Selected Decisions and Selected Documents of the IMF, Thirty- Sixth Issue -- The Acting Chair’s Summing Up—Multilateral Debt Relief Initiative and Exogenous Shocks Facility—Proposed DecisionsPrepared by the Legal Department of the IMF
As updated as of December 31, 2011
|ARTICLE V, SECTION 2(b)|
|Technical and Financial Services|
Today’s adoption by the Executive Board of the decisions to implement the Multilateral Debt Relief Initiative (MDRI) marks an important step in strengthening the Fund’s ability to assist its poorest member countries in addressing their protracted balance of payments problems and reach the Millennium Development Goals (MDGs). In addition, today’s adoption by the Executive Board of the decisions to establish an Exogenous Shocks Facility (ESF) within the PRGF Trust will enable the Fund to provide financing on more appropriate terms to low-income countries confronting sudden and exogenous shocks.
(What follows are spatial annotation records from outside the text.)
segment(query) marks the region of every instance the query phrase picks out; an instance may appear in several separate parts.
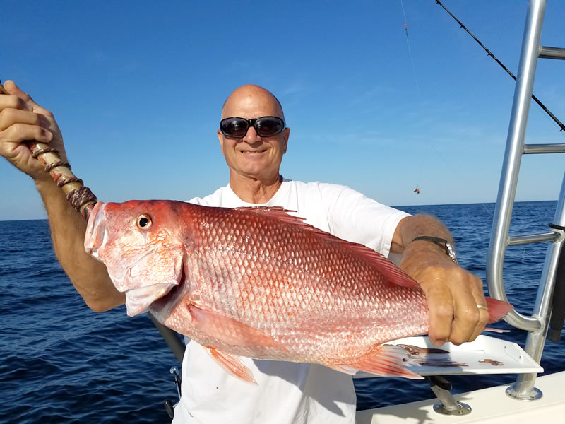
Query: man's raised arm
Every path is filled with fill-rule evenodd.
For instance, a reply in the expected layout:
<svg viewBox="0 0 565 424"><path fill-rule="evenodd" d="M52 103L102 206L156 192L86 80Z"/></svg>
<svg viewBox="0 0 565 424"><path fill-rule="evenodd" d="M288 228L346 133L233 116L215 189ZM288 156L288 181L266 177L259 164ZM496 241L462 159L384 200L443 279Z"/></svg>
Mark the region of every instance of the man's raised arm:
<svg viewBox="0 0 565 424"><path fill-rule="evenodd" d="M125 297L116 290L106 267L85 252L86 222L23 143L48 143L66 161L63 138L53 114L13 81L6 81L4 89L6 94L0 94L0 155L35 182L45 205L59 263L92 310L102 312L123 305Z"/></svg>

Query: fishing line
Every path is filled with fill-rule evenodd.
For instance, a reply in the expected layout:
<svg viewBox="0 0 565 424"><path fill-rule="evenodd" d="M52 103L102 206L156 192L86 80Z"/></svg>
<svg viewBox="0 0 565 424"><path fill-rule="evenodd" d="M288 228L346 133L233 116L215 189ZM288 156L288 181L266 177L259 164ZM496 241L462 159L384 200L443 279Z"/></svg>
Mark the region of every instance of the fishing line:
<svg viewBox="0 0 565 424"><path fill-rule="evenodd" d="M402 6L402 13L404 15L404 30L406 32L406 45L408 47L408 56L410 57L410 62L412 62L412 70L414 73L414 81L416 83L416 89L420 95L420 86L418 86L418 78L416 76L416 66L414 65L414 59L412 57L412 48L410 47L410 37L408 37L408 27L406 23L406 12L404 11L404 4L400 0L400 6Z"/></svg>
Directors reaffirmed the broad consensus reached on various elements of the MDRI at the last Executive Board meeting on the subject, including eligibility, qualification requirements, and financing arrangements. Directors noted that upon a determination of qualification of an eligible member for debt relief, the Fund would use resources from the applicable MDRI Trust to repay, on behalf of the qualifying member, its eligible debt to the Fund (including to the Fund as Trustee). Debt relief under the MDRI would only be provided to a qualifying member upon its request.
Directors discussed the conditions that non-HIPCs should meet to qualify for debt relief under the MDRI. They agreed that satisfactory performance in the same three key areas applicable to HIPCs should be a requirement. These areas are: (i) macroeconomic performance; (ii) implementation of a poverty reduction strategy or a similar framework; and (iii) the public expenditure management (PEM) system. The proposed specific qualification requirements will be: a track record of at least 6 months of sound macroeconomic policies and satisfactory implementation of a poverty reduction strategy (or equivalent framework) in the period immediately prior to the assessment, and an assessment that the quality of the PEM system would allow resources freed by debt relief to help meet the MDGs. Directors noted that, unlike HIPCs, for non-HIPCs no formal comprehensive assessment of their PEM systems has been undertaken. They underscored that performance in the area of PEM systems should be assessed drawing from a variety of sources to ascertain that PEM systems in these countries are, and are expected to remain, sufficiently strong to provide comfort that resources freed by MDRI debt relief will be used productively. Should a country fail that test, staff would propose remedial actions involving a sustained strengthening of its PEM system.
Directors also reaffirmed the consensus reached at the last Executive Board meeting on the purpose and modalities of the ESF, including with respect to eligibility, qualification, conditionality, access guidelines, and financing terms.
Directors agreed to rename the current PRGF Subsidy Account as the PRGF-ESF Subsidy Account. The resources in this account will be used flexibly to subsidize either PRGF or ESF loans. They noted that such a fungible use of resources in the new PRGF-ESF Subsidy Account will allow for an early activation of the ESF using existing resources. Directors supported the creation of two new subsidy accounts—one to receive earmarked contributions and provide subsidies for PRGF loans only, and the other to receive earmarked contributions and provide subsidies for ESF loans only. They agreed that the resources in the PRGF-ESF Subsidy Account will be used only if there are no resources in the PRGF Subsidy Account or in the ESF Subsidy Account, as the case may be.
Directors recognized that the use of PRGF Subsidy Account resources for the MDRI will require the consent of all contributors to such account, and that the amendments to the PRGF Trust to establish the ESF will also require the consent of such contributors and, in addition, the consent of all lenders to the Loan Account. To address the contingency that a contributor may refuse to consent to such amendments, Directors agreed to authorize the Managing Director to return the remaining resources attributable to such dissenting contributor in full. To that effect, it was understood that the letter requesting contributors’ consents to the amendments should also elicit their consent for the Managing Director to take this action. Directors urged contributors and lenders to provide early consent, so that MDRI debt relief can be provided to qualifying countries in early January 2006 as planned.
Directors agreed that consistent with the current policy, members with arrears to the Fund in the GRA or to the Fund as Trustee will not be eligible for debt relief under the MDRI until such arrears are cleared. They looked forward to a follow-up paper on the issues related to the three protracted arrears cases (Liberia, Somalia, and Sudan).